The singer ceased. But the harp still kept up its rhythmic humming; and presently, muffled by distance and winding passages, as it seemed out from the very stones of the rugged tower, in a voice, harsh, strong, yet cultivated, came the second verse of that love-song, sung with a full heart, throbbing with a newborn hope, sung as never before had it been rendered in the old days when Blondel had taught it to Richard in sun-scorched Palestine!

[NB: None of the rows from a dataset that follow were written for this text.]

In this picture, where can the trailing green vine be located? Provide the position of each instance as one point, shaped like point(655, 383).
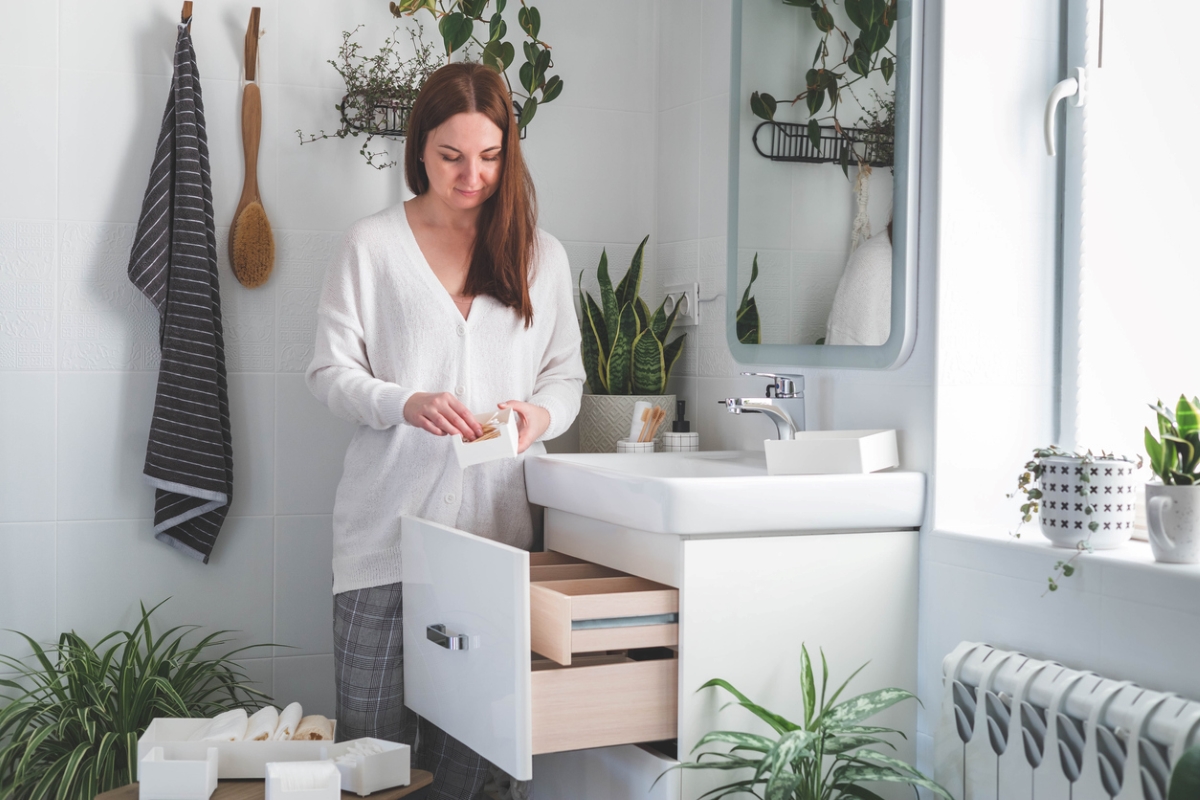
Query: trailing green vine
point(829, 77)
point(456, 23)
point(1029, 486)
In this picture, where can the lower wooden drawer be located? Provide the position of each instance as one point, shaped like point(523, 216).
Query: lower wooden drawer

The watcher sprang up at his post, troubled, alert. What did this portend? He leaned over to seek that minstrel who sang to prisoners, and send an arrow through him; but the minstrel had disappeared; nor was he heard from for weary weeks; but then came from England a demand for release so peremptory that Henry sulkily felt compelled to accept the ransom money and set King Richard free. Blithely the King took leave of his surly host whose hotel bill was so high, as is somewhat the fashion in that region to this day. The sun shone gloriously as it seemed sun never shone before. The birds made the air ring with music. Yet no melody that Richard ever heard again was likely to seem as sweet to him as did that song of Blondel's when it came stealing so helpfully through the narrow slits that served as windows in his dungeon cell.
This is the legend. Possibly it is true. But there is another story told about it which perhaps is the real one: for men do say that the emperor, Henry, was so elated with his luck in having as a prisoner the man he hated that he had to tell someone about it. The friend he chose to tell it to was Philip, King of France, or else Philip learned of it in some other way. At least he passed the news onward by letter to someone else; and so in time the ransom came and Richard was brought back again. I tell you this, because our story began in Myth, but now, as you see, already we have got to History.